"Ya soy novio" y no precisamente de la muerte


Revivimos con Antonio, un aparejador cordobés y mecánico de una empresa automovilística en Granada, el día que se hizo 'novio' cuando celebra sus bodas de plata del estreno como cazador

Se cumplen las bodas de plata del día en el que Antonio, un aparejador cordobés y mecánico de una empresa automovilística en Granada, se hizo novio y su padre, con el que comparte nombre, ha querido celebrar los 25 desde aquel primer día en el que su hijo se hizo oficialmente cazador, desempolvando la transcripción que hizo con una antigua Olivetti de las notas del diario de su hijo ese primer día.
img_4552“Todo ha cambiado mucho”, recuerda a este periódico Antonio Serna, un delineante que ha recorrido el mundo realizando sondeos, pero que temporada a temporada regresaba a Córdoba una vez abierta la veda de caza estuviera en Chile, Asturias o donde fuese.
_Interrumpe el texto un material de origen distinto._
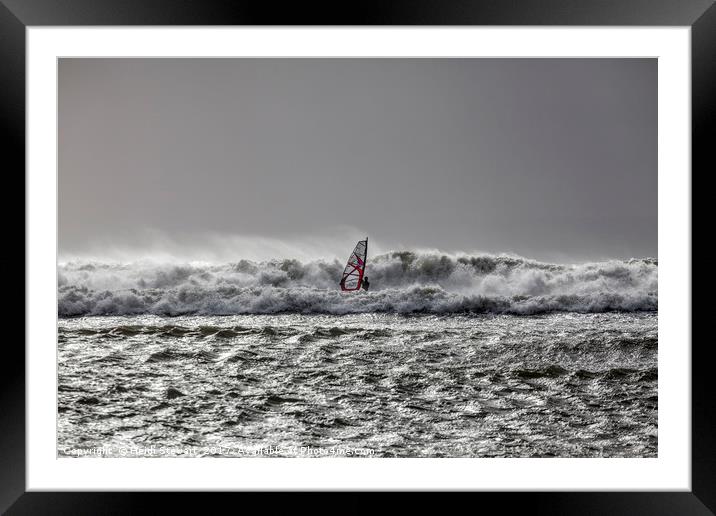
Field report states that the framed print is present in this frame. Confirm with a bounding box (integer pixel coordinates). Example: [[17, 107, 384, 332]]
[[0, 1, 716, 514]]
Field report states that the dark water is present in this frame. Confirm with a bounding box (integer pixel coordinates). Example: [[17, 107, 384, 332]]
[[58, 312, 658, 457]]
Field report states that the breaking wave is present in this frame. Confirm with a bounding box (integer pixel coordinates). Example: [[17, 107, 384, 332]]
[[58, 251, 658, 317]]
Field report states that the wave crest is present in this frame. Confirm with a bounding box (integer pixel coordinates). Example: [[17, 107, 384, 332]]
[[58, 251, 658, 317]]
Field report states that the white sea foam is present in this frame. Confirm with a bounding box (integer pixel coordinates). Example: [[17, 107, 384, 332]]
[[58, 251, 658, 317]]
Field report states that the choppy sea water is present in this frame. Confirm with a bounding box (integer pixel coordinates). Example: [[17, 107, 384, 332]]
[[57, 310, 658, 457]]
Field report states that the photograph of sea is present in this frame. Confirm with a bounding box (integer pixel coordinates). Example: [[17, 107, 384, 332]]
[[56, 58, 658, 460]]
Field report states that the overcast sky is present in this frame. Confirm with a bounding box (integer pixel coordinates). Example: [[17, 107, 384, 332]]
[[59, 59, 657, 260]]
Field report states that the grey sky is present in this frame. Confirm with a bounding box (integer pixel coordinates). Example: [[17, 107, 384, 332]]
[[59, 59, 657, 260]]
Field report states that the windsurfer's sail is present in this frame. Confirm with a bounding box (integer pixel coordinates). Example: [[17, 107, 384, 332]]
[[341, 237, 368, 290]]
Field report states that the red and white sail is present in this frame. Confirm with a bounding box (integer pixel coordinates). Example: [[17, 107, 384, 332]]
[[341, 237, 368, 290]]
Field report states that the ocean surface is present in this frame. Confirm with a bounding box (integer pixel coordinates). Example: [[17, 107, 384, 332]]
[[57, 252, 658, 458]]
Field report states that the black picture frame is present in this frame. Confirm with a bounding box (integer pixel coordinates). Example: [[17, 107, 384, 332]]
[[0, 0, 716, 514]]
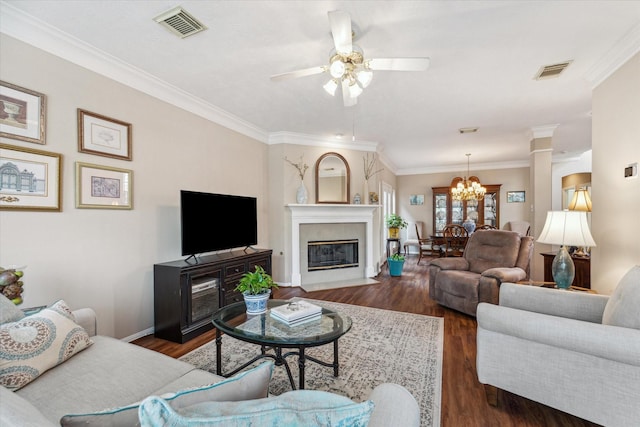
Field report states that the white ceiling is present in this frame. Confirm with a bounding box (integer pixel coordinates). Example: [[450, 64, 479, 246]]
[[0, 0, 640, 174]]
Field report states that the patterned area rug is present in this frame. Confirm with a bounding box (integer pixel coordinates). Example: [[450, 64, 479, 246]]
[[180, 300, 444, 427]]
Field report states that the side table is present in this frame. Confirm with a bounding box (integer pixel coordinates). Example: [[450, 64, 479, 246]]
[[516, 280, 598, 294]]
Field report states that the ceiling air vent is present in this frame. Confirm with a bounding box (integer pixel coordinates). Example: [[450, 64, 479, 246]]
[[534, 61, 573, 80], [153, 6, 207, 38]]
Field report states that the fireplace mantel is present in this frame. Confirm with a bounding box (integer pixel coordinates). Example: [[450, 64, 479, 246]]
[[287, 204, 380, 286]]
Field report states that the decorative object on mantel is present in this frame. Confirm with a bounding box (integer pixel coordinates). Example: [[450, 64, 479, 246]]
[[235, 265, 278, 314], [284, 155, 309, 205], [0, 266, 26, 305], [362, 153, 384, 205], [538, 211, 596, 289], [386, 214, 408, 239], [451, 153, 487, 201]]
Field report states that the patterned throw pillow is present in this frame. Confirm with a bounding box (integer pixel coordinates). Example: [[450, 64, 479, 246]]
[[0, 294, 24, 323], [0, 300, 93, 391], [138, 390, 374, 427]]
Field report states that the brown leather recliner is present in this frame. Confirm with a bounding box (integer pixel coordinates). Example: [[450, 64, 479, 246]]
[[429, 230, 533, 316]]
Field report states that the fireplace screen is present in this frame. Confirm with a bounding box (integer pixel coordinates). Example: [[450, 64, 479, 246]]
[[307, 239, 358, 271]]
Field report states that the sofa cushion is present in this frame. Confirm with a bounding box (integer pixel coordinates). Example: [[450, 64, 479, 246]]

Este año celebra, ahora que acaba de ser abuelo, cuando vivió con su hijo el relevo de una tradición que lleva en la sangre; “me he criado en Espiel, con mis siete hermanos, y antes siquiera de empezar a andar ya sabía cuál era la escopeta de caza de mi padre”. Su imagen con los perdigones colgados del cinturón, sentado en su banqueta de madera en su taller limpiando la escopeta la tarde antes de un día de caza es una foto fija en su memoria.

Fragmento del diario de Antonio Serna.
Fragmento del diario de Antonio Serna. /Foto: LVC

Por ello, el día que su hijo se estrenó matando un venado, el orgullo lo invadió y transcribió las notas que aquel niño hoy un recién estrenado papá había escrito en su libreta del colegio: “Cuando mi padre vino a levantarme, yo llevaba horas despierto preparándolo todo”. Pero quizá la parte de “siempre había admirado a mi padre, intentaba imitar alguna de sus características, como su saber sobre el campo, los animales o la mecánica” es la parte que más emociona al montero, dado que tal y como aquel niño anunció, el amor y el respeto por los animales son la máxima de su vida.
“Pero las cosas no son como antes”, dice Antonio (padre); el día que su hijo se hizo novio, Julián Contreras, un conocido perrero de Córdoba, le afeitó parte de la cabeza y celebraron el primer animal abatido cuando tan sólo contaba con 14 años y pasaba los fines de semana de octubre a febrero, lloviese o helase, sentado en un puesto junto a su padre, sus escopetas y algún tentempié para calmar al estómago.
Ahora las tradiciones se han relajado, las caracolas de los perreros persisten pero las nuevas tecnologías han restado ese algo de aventura a la actividad cinegética. Ahora todo es un poco más fácil. Hay más medios, más preparación, más negocio, más control.
“Pero la tensión por ver aparecer un animal sigue inmutable, ese nerviosismo, esa simbiosis con la naturaleza”. Cuando un montero está en su puesto se para el tiempo. Se silencia el Whatsapp, sólo suenan los pájaros, el ladrido de los podencos, el sonido de las ramas al moverse. Se siente el olor a campo. Ruge el estómago a las tres.
Fragmento del diario de Antonio Serna. (novio)
Fragmento del diario de Antonio Serna. /Foto: LVC

Para los inexpertos en el mundo cinegético, “hacer un entierro” nos lleva a pensar en tragedia. Para la perdiz de reclamo, se trata de cargar el tiro, un cuchicheo que emite cuando el cazador mata a otro ejemplar. “Yo pienso que es como un canto de triunfo, de celebración de derrota”, explica José Naranjo, otro experto en caza consultado por este periódico.
Comenta que la perdiz tiene cientos de cantos, uno de los más curiosos es el que suena como a besos, “cuando da piñones”, o cuando “da pie”, esto es, cuando cuchichea muy alto.
“¿Maticuelga o a repartir?”, no quiere decir nada de película de miedo, sólo es el acuerdo de antes de la caza; “o cada uno se lleva a casa lo que mata y se cuelga o se reparte a iguales entre todos”, explica Naranjo.
También cuenta que la “pepa” no solo se refiere a la Constitución de 1812 de las Cortes de Cádiz, sino que se llama así a las ciervas de más edad, que son las preferidas para abatir entre los buenos cazadores para dejar que los machos cubran a las más jóvenes.
Así hasta un sinfín de dichos, expresiones, además de todo el anecdotario tal como quedarse dormido en un puesto cazando el perdigón y que otro te levante la perdiz de reclamo, olvidarse la escopeta debido al madrugón y darse cuenta una vez que se está en lo alto de un monte… la caza es un mundo en sí mismo propio del costumbrismo andaluz más señero.